Waterval 17-6: spreken
Wat is een correct antwoord op de volgende vraag?
Waar ga JIJ naar toe?
(de hoofdletters betekenen dat de nadruk op dit woord ligt)
- IK ga naar huis, zij gaat naar de stad.
- Ik ga naar HUIS.
- Ik GA naar huis.
- ZIJ gaat naar de stad, ik ga naar huis.
Wat is een juiste aanvulling op de volgende zin? Let op: de hoofdletters betekenen dat het woord nadruk krijgt.
Wij LOPEN naar school, ...
- niet zij.
- wij fietsen niet.
- niet naar huis.
Wat is een juiste aanvulling op de volgende zin?
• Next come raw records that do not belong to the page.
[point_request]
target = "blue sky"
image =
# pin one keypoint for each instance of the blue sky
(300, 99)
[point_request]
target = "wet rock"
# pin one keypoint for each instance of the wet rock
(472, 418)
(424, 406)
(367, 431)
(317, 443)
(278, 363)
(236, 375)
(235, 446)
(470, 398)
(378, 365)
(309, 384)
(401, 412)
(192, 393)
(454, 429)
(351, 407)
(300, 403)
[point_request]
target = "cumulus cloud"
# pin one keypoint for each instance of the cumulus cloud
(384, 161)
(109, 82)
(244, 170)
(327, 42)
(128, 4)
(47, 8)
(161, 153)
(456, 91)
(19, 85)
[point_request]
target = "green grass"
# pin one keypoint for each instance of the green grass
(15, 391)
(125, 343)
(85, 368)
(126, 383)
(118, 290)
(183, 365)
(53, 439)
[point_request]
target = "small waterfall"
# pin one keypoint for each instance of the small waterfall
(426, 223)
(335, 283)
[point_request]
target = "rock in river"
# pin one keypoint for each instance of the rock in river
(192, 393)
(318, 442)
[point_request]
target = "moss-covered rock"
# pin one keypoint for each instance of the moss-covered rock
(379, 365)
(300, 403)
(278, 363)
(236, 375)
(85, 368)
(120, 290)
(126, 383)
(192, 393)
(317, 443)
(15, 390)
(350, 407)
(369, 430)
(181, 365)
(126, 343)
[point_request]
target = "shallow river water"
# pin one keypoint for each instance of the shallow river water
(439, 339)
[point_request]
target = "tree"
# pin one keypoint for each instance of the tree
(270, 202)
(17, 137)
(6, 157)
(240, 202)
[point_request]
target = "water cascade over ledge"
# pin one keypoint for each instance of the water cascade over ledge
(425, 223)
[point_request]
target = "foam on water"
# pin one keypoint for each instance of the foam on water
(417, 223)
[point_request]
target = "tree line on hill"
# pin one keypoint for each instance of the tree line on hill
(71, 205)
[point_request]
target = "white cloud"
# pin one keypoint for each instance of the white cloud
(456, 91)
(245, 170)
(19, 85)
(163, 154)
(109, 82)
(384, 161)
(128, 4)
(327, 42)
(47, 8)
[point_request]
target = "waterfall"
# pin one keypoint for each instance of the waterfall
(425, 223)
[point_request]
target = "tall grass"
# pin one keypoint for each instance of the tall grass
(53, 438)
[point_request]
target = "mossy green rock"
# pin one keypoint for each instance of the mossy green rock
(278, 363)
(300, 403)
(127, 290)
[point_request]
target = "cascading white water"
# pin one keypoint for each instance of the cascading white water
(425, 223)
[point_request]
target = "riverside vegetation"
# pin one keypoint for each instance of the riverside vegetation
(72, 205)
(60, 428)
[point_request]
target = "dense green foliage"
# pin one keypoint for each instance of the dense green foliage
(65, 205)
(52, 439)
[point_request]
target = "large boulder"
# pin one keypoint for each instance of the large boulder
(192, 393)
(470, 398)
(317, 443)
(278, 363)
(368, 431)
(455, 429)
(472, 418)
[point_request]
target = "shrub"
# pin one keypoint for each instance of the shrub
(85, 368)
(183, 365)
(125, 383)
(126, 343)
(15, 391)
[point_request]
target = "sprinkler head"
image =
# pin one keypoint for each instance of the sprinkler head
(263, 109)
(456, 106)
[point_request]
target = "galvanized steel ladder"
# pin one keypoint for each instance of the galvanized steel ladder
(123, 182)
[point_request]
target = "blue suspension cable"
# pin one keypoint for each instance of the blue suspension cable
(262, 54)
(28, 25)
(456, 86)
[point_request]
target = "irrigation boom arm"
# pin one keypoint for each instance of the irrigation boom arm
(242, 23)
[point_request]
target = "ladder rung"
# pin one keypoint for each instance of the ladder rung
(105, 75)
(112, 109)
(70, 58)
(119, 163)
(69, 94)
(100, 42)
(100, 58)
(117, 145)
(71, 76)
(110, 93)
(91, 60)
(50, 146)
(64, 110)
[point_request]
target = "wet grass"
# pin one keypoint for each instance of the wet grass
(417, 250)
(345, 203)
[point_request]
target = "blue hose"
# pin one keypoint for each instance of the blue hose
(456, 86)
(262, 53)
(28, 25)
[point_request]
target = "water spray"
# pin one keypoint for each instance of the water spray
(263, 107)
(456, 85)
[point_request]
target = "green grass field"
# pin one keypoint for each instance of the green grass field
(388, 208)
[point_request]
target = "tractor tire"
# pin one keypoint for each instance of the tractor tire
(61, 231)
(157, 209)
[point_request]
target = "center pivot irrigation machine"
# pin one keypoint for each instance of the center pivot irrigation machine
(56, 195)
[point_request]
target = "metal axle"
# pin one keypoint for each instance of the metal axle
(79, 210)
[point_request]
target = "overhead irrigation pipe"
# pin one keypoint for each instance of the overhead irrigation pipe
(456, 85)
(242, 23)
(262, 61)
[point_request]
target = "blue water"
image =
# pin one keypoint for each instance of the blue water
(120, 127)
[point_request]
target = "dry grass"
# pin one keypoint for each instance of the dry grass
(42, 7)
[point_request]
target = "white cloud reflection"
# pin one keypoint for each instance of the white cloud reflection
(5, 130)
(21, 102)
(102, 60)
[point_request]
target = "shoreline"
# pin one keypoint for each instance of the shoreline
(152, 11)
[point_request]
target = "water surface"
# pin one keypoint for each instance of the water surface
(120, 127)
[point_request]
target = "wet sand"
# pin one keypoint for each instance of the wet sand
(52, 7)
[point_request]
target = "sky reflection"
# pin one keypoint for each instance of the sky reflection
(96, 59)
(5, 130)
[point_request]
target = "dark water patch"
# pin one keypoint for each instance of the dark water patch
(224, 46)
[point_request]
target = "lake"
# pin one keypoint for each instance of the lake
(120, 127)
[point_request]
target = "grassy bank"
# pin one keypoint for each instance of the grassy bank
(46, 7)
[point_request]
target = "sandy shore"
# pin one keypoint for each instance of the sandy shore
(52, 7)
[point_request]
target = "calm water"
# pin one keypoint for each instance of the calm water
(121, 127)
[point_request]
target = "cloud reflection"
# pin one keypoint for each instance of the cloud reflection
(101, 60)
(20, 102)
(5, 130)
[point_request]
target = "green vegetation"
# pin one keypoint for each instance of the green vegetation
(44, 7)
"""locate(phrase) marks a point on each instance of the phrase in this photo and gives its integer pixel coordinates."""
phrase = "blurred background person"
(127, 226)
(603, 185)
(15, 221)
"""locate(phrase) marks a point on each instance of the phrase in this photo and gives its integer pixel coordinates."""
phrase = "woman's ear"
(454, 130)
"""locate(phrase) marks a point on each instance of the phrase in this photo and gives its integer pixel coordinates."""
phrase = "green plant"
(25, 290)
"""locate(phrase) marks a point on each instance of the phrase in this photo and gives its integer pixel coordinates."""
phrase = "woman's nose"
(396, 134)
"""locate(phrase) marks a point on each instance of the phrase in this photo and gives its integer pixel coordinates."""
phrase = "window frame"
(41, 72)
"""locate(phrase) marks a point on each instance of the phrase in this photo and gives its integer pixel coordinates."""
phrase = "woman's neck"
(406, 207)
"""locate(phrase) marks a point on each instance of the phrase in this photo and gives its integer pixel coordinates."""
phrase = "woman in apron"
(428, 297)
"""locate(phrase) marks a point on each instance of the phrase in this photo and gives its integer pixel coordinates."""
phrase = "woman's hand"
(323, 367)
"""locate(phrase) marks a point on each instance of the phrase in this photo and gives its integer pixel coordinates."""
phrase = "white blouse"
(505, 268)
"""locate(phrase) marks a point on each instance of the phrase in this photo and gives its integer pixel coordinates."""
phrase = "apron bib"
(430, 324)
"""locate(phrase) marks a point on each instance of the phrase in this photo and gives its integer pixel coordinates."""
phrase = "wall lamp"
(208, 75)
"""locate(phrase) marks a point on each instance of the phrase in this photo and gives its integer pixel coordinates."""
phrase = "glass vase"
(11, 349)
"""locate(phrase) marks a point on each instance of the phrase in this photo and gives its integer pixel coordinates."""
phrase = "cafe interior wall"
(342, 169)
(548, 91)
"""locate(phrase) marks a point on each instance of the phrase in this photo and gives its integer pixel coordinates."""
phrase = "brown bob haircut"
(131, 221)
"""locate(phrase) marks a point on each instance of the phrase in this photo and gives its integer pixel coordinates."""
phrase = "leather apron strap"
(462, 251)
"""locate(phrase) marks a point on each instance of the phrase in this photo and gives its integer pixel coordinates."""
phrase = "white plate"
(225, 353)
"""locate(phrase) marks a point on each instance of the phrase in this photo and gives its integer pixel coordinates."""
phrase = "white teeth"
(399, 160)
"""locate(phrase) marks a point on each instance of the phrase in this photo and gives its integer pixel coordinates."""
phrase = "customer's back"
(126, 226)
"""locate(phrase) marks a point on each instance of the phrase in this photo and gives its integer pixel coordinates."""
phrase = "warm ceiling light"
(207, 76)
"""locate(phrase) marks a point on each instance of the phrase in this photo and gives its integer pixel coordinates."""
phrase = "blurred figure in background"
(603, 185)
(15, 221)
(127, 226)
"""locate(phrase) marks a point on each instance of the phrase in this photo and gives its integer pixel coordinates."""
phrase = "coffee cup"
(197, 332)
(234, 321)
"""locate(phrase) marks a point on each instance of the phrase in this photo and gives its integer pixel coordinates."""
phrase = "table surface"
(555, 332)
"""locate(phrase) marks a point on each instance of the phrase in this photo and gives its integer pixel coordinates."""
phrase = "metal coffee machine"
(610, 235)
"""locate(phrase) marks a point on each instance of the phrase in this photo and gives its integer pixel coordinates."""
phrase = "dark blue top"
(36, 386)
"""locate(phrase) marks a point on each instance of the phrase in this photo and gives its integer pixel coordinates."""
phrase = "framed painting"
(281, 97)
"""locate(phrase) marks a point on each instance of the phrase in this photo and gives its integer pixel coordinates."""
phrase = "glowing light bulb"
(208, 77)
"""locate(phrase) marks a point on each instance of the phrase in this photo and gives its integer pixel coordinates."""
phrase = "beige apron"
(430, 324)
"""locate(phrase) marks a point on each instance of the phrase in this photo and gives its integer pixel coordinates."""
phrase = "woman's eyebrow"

Let op: de hoofdletters betekenen dat het woord nadruk krijgt.
WIJ lopen naar school, ...
- niet zij.
- wij fietsen niet.
- niet naar huis.
Wat is een juiste aanvulling op de volgende zin? Let op: de hoofdletters betekenen dat het woord nadruk krijgt.
Wij lopen naar SCHOOL, ...
- niet zij.
- wij fietsen niet.
- niet naar huis.
Wat is een juiste aanvulling op de volgende zin?
Wij rijden met zijn VIJVEN naar de discotheek, ...
- jullie niet.
- we lopen niet.
- niet met zijn zessen.
- niet naar de kroeg.
Wat is een juiste aanvulling op de volgende zin?
Wij rijden met zijn vijven naar de DISCOTHEEK...
- jullie niet.
- we fietsen niet.
- niet met zijn zessen.
- niet naar de kroeg.
Wat is een juiste aanvulling op de volgende zin?
WIJ rijden met zijn vijven naar de discotheek, ...
- jullie niet.
- we fietsen niet.
- niet met zijn zessen.
- niet naar de kroeg.
Wat is een juiste aanvulling op de volgende zin?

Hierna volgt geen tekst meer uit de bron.